Die gruselige Kulisse des Heiligabends 1944 bereitet die Bühne für die „Mitternachtsmesse“ (Polnočná omša), eine Meisterklasse des psychologischen Kriegsdramas. In einer Zeit, in der die Slowakei von der Brutalität der Nazi-Unterdrückung erfasst wird und unzählige unschuldige Menschen, darunter auch Kinder, unter dem Deckmantel der Vergeltung für die Teilnahme am Slowakischen Nationalaufstand oder bloße Unterstützung von Partisanen ihr Leben lassen, taucht die Geschichte tief in die alltäglichen Prüfungen des Überlebens ein während des Krieges.

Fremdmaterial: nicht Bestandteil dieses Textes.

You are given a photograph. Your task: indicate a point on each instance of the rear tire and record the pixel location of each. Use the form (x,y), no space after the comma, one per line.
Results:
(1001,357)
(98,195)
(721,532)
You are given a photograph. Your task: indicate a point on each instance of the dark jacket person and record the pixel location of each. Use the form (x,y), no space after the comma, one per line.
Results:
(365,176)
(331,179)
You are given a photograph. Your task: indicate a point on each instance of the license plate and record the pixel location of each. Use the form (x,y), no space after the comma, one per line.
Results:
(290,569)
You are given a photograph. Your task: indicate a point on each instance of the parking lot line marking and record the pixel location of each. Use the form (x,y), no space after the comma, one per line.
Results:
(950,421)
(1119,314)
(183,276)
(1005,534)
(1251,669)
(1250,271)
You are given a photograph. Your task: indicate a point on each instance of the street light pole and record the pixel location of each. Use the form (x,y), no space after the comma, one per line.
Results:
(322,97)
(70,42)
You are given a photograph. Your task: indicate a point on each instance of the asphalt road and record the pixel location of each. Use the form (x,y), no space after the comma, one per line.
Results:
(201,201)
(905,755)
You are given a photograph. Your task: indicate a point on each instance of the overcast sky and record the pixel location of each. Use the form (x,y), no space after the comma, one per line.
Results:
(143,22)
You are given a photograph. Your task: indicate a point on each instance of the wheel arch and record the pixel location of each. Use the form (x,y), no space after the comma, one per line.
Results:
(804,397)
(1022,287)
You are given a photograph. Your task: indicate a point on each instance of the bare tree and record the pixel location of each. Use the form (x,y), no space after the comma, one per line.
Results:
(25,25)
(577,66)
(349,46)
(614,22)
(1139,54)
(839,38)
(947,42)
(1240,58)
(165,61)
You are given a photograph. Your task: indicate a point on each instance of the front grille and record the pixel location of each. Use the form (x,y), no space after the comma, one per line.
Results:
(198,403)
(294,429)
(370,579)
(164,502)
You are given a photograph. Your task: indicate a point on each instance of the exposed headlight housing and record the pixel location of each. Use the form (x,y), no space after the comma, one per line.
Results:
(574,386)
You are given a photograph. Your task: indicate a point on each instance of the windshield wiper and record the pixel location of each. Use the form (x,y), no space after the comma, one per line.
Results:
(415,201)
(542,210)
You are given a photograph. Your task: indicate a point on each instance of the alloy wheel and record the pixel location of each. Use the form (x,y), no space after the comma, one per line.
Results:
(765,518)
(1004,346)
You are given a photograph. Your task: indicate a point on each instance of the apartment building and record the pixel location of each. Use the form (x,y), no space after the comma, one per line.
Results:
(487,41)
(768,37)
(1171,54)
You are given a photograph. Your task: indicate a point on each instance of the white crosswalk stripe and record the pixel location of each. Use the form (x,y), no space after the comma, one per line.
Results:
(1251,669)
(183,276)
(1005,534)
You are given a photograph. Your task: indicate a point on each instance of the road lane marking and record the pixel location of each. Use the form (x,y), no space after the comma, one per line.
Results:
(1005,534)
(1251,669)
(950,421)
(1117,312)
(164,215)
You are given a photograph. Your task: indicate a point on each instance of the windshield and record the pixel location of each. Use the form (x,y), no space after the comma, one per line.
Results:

Im Mittelpunkt steht die Familie Kubiš, Sinnbild einer Slowakei, die zwischen Widerstand und Kollaboration hin- und hergerissen ist. Marián, ein Kommandeur der faschistischen Garde, repräsentiert einen Teil der Gesellschaft, der sich der Zusammenarbeit als Mittel zur Selbsterhaltung zuwandte. Sein opportunistischer Schwager Paľo, der sich unbedingt von der Politik distanzieren möchte, findet Trost im Geschäft, während Paľos Frau Angela eine Affäre mit dem Nazi-Major Brecker, einem Mieter im Kubiš-Haushalt, eingeht. Die eigentliche Gefahr für die Familie Kubiš ist jedoch der junge Juraj, ein ehemaliger Partisan, der nur knapp der Hinrichtung entgangen ist. Während die Nazis ihre Haus-zu-Haus-Durchsuchungen intensivieren, liegt Juraj versteckt auf dem Dachboden und kämpft mit Wunden und Delirium, während unten die Fassade eines „perfekten“ Weihnachtsessens entsteht, bei dem der ganz große Major ihn als Gast verfolgt.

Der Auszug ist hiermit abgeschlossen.